Mis hijos y yo aceptamos con mucho gusto la oferta de una amiga de prestarnos por el verano su apartamento en París.
Al llegar, subimos a un taxi para ir al apartamento, que se hallaba en la calle Esquirol. Tenía miedo a prononciar mal el nombre de la calle, y con razón, porque terminé pidiendo al taxista que nos llevara a la calle “Écureuil” o “Squirrel Street.” (Sugerieron más tarde mis hijos que tal calle sería apropiada para su madre chiflada.)
Dos diás después llegó mi hermana de California. Ahora eramos cuatro, y la mayoría de los taxistas gruñian; “No tomo más de tres.” Pero un día un taxista de edad muy madura aceptó a conducirnos. Durante el trayecto, volvió la cabeza y me dijo algo sobre “la gente de nuestra edad” ¡Qué caradura! En mi opinión todavía era “a spring chicken”, o al menos, como me llamó una vez mi hija, “a spring turkey.” Me puse tan indignada que no podía abrir la boca para advertirle que estaba a punto de hacer un accidente. Y, pese al peligro, me dio mucho placer ver su mirada al darse cuenta que había faltado poco para que chocara con otro coche. ¡Pa que comprenda! pensé. Desde entonces, siempre tomamos el metro.

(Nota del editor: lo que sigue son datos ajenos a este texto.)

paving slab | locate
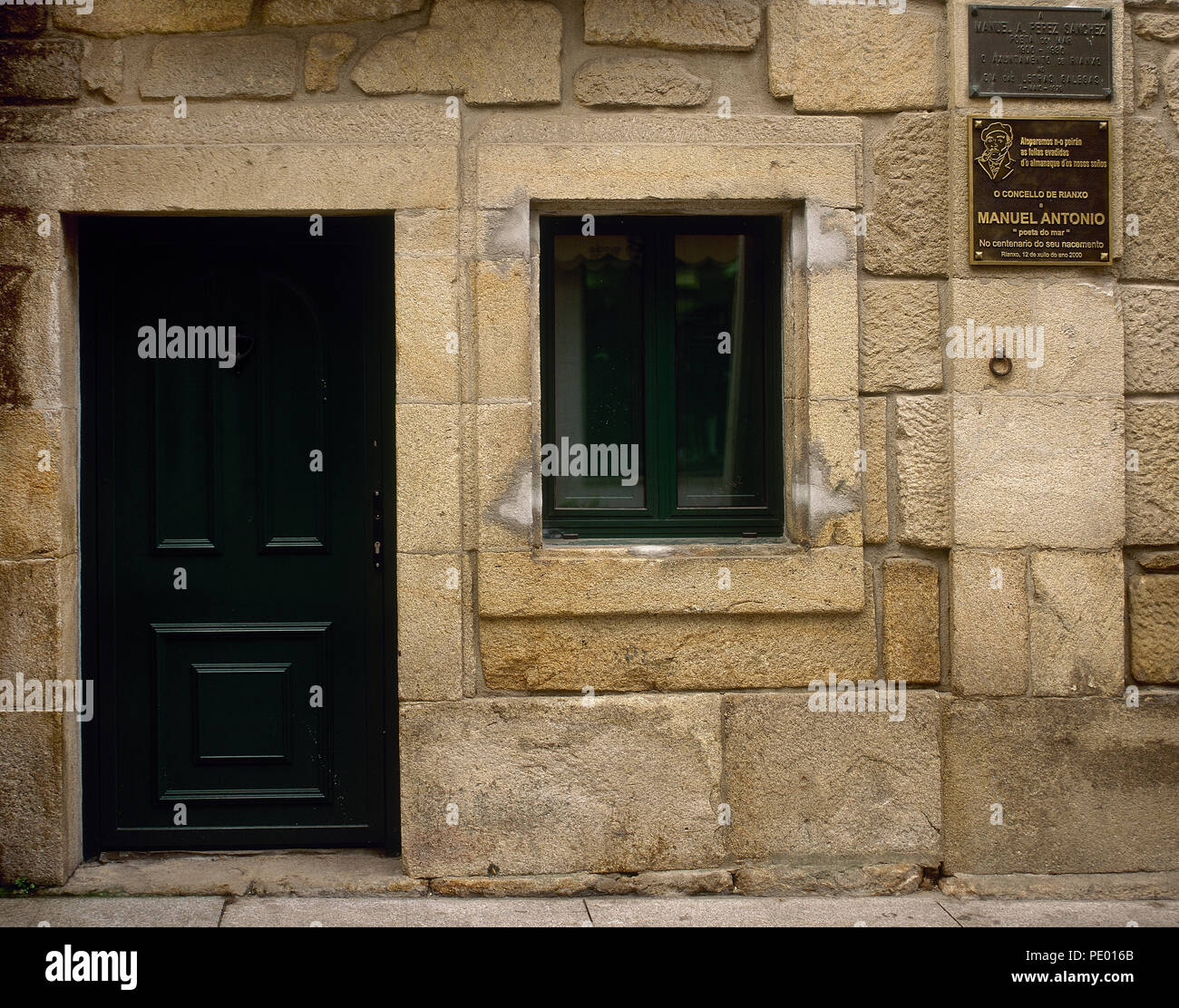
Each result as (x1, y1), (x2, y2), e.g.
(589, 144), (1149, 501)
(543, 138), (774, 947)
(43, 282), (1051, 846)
(0, 896), (225, 928)
(586, 896), (958, 928)
(52, 848), (427, 896)
(221, 896), (590, 928)
(942, 899), (1179, 928)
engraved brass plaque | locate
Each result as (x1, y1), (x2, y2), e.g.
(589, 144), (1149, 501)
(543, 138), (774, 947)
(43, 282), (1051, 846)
(970, 115), (1111, 267)
(967, 4), (1113, 98)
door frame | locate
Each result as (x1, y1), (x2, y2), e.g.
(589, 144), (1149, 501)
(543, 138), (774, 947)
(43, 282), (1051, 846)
(79, 210), (401, 858)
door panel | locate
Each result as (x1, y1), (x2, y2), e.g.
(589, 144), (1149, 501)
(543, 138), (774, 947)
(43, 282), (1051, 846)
(79, 218), (396, 848)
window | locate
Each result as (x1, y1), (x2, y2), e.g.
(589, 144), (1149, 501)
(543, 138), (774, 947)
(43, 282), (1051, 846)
(540, 217), (783, 538)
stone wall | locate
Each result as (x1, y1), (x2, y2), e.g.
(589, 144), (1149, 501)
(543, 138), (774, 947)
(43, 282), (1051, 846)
(0, 0), (1179, 891)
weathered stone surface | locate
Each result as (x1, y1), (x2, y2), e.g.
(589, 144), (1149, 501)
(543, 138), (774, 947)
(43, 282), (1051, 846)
(864, 112), (950, 276)
(0, 210), (63, 269)
(860, 281), (942, 393)
(394, 255), (463, 402)
(431, 867), (734, 897)
(1121, 115), (1179, 281)
(303, 32), (356, 91)
(724, 690), (942, 866)
(1163, 52), (1179, 129)
(1125, 399), (1179, 546)
(942, 693), (1179, 874)
(401, 694), (724, 877)
(1121, 286), (1179, 393)
(262, 0), (425, 24)
(82, 39), (122, 102)
(472, 259), (533, 400)
(1135, 15), (1179, 43)
(883, 557), (942, 685)
(1135, 63), (1159, 109)
(585, 0), (762, 50)
(0, 6), (48, 35)
(938, 871), (1179, 901)
(950, 549), (1029, 697)
(1029, 549), (1126, 697)
(353, 0), (561, 105)
(0, 39), (82, 102)
(139, 35), (298, 98)
(944, 276), (1124, 396)
(806, 398), (863, 547)
(397, 553), (463, 701)
(53, 850), (427, 896)
(767, 0), (947, 112)
(472, 109), (863, 148)
(0, 102), (460, 148)
(573, 56), (712, 109)
(0, 267), (62, 407)
(479, 604), (876, 692)
(734, 864), (924, 896)
(396, 210), (459, 256)
(1129, 574), (1179, 683)
(892, 395), (952, 547)
(478, 140), (857, 208)
(1136, 550), (1179, 570)
(479, 547), (864, 616)
(396, 402), (461, 553)
(0, 409), (69, 560)
(476, 402), (540, 547)
(954, 393), (1126, 549)
(860, 396), (888, 542)
(786, 204), (860, 402)
(0, 556), (77, 884)
(54, 0), (254, 38)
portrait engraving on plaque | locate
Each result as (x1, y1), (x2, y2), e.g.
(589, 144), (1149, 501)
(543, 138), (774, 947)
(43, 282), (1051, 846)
(970, 115), (1111, 267)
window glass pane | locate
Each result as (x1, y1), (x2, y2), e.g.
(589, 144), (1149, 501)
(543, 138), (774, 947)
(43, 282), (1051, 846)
(540, 235), (646, 509)
(676, 235), (766, 509)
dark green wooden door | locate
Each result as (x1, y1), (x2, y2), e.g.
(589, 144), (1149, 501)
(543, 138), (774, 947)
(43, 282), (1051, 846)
(79, 218), (396, 848)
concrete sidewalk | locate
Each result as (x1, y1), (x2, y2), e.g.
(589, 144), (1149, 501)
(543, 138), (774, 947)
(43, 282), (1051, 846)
(0, 893), (1179, 928)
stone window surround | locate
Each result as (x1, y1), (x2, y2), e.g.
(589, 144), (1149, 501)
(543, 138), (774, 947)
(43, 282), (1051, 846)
(473, 131), (864, 618)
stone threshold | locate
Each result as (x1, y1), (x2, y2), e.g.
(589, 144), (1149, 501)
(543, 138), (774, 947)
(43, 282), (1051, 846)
(38, 848), (1179, 899)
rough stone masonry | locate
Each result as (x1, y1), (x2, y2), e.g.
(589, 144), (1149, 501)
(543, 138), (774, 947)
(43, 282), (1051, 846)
(0, 0), (1179, 896)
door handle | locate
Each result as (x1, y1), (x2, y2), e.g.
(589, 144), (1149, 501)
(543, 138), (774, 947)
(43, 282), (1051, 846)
(373, 490), (385, 570)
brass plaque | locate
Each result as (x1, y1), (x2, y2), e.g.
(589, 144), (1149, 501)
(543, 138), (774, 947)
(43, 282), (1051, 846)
(970, 115), (1111, 267)
(968, 4), (1113, 98)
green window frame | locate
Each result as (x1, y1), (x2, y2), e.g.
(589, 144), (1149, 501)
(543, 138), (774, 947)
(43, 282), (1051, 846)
(540, 215), (785, 540)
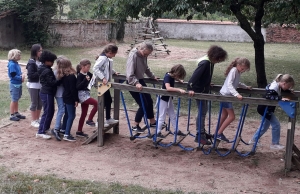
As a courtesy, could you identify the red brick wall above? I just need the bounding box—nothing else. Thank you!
[266,26,300,43]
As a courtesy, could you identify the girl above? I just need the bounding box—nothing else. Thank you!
[51,56,66,141]
[249,74,295,150]
[57,58,79,141]
[217,58,252,142]
[7,49,26,121]
[157,64,186,138]
[76,59,98,137]
[89,44,119,126]
[36,51,61,139]
[26,44,43,128]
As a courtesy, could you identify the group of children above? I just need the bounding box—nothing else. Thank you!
[8,44,118,141]
[8,43,294,149]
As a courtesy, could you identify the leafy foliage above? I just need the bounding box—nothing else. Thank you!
[0,0,57,45]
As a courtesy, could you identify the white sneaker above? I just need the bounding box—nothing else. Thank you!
[270,144,285,150]
[105,118,119,125]
[248,139,262,147]
[35,133,51,139]
[31,121,40,128]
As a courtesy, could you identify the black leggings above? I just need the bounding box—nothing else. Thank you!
[130,79,154,123]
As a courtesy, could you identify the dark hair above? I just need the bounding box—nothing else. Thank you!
[207,45,227,62]
[30,44,42,60]
[224,57,250,76]
[40,50,57,63]
[95,44,118,60]
[169,64,186,79]
[76,59,91,74]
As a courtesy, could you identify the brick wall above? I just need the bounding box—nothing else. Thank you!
[267,26,300,43]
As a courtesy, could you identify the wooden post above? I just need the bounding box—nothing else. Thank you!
[285,105,298,172]
[113,79,120,134]
[97,94,104,147]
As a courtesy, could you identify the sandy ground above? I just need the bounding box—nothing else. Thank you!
[0,45,300,193]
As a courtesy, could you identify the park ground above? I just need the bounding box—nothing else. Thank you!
[0,42,300,194]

De regreso a la isla francesa, subí al taxi con el corazón alegre, a sabiendas de que ni siquiera tendría que prononciar el nombre de mi calle, porque los taxístas allá se orientan de otro modo, empleando los apodos de la gente.
Así el taxista no vaciló ni un momente cuando le pide que nos llevara a la casa al lado de la casa de “Pitaque” (mi cuñado), y en frente de la casa de “Pequeño pedazo” (mi vecino).
Decidí que los taxistas en París no llegan al tobillo de los taxistas en la isla.